ETL pipeline in AWS with s3 as datalake how to handle incremental updates

3.5k views Asked by At

I have setup ETL pipeline in AWS as follows

input_rawdata -> s3 -> lambda -> trigger spark etl script (via aws glue )-> output(s3,parquet files )

My question is lets assume the above is initial load of the data ,how do I setup to run incremental batches that come every day(or every hour) which add new rows or update existing records

a.) how do I keep appending to the same s3 parquet files. so that subsequent presto db queries result in latest data.

b.) how to handle duplicate records get the latest timestamp for the queries.

In the spark script , do I need to create Hive external table with source as s3 and use in presto db ?

thanks for any inputs.

5

There are 5 answers

0
Ashan On

First of all don't try to append to the files exist in s3, rather create files with multiple records.

To query s3 for analytics you can firat describe the data using AWS Athena where its data catalog is Hive metastore compatible.

To remove duplicates you can write SQL like query through Athena to query unique record sets.

0
Oron Zimmer On

Since you are already using Lambda and Glue you could use Kinesis and KCL to capture your data as a stream, or use Spark Streaming, as you have a spark script. Either of these options would give you the incremental input you are looking for. There is less risk of data corruption when using real-time streaming into an existing database.

Then you can pass the data through your ETL process with Glue. You can schedule or chain your ETL jobs in Glue and it can load your transformed data into an AWS bucket. Glue is batch oriented, but the minimal interval is 5 minutes, and with Kinesis performing the first steps and then passing off the completed data to Glue you can still have incremental updates. You can review this to get additional resources and ideas on ETL architecture.

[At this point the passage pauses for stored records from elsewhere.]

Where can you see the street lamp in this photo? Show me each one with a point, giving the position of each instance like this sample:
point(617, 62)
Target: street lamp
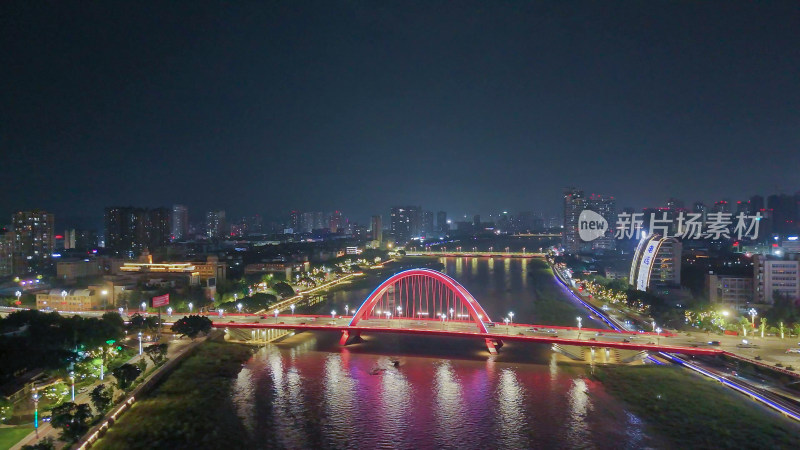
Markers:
point(36, 412)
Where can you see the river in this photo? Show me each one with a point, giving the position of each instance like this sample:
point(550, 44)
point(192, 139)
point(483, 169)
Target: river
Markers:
point(418, 392)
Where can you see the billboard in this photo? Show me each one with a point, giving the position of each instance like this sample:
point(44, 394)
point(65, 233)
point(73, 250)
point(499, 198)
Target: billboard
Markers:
point(161, 300)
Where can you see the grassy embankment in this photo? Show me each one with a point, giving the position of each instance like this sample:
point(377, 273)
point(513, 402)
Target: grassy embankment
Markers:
point(696, 413)
point(192, 408)
point(11, 435)
point(549, 308)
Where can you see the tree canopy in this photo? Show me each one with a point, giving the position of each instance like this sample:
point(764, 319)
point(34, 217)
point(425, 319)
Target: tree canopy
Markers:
point(192, 326)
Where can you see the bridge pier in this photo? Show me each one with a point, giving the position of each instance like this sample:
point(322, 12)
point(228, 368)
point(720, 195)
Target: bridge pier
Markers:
point(348, 338)
point(493, 345)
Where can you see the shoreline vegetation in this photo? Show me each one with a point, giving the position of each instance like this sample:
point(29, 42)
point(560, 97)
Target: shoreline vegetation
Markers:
point(695, 413)
point(192, 408)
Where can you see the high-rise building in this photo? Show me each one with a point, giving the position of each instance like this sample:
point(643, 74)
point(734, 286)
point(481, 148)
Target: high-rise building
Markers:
point(6, 252)
point(129, 231)
point(774, 276)
point(294, 221)
point(756, 204)
point(336, 222)
point(306, 222)
point(427, 228)
point(441, 222)
point(376, 228)
point(81, 240)
point(405, 223)
point(180, 222)
point(34, 241)
point(721, 206)
point(729, 291)
point(255, 225)
point(216, 226)
point(574, 203)
point(700, 208)
point(784, 213)
point(673, 204)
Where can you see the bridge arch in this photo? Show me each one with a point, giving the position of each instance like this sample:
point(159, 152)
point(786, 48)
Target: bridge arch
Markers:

For any duplicate data you can run a SQL-ish query on your completed datasets, if necessary.

0
Pierre On

Apache Hudi would be a great tool for that: https://hudi.incubator.apache.org/ You can do upserts to tables with data stored in S3 in Parquet format and Presto is compatible with it. For example with EMR 5.28 Hudi is installed already and you can query Hudi datasets with Hive, Spark and Presto.

0
FraDel On

You can now use Delta to make upserts, appends and deltas on your data using spark see this. This tools let's you write data in "delta" format (Spark + metadata files). You can even recover or query data to a point in time. Be careful it recently wasn't fully working with Athena/Presto (in open-source) since you needed to create a manifest (but a fix was on it's way).

0
Ajit Nagar On

you can define job bookmark at ETL job.

bookmark keeps the track of s3 files processing so once your historical load is processed and if you dump the new files on s3 then only new files are going to processed by etl job and marked those file as processed internally.

you can handle this way incremental data.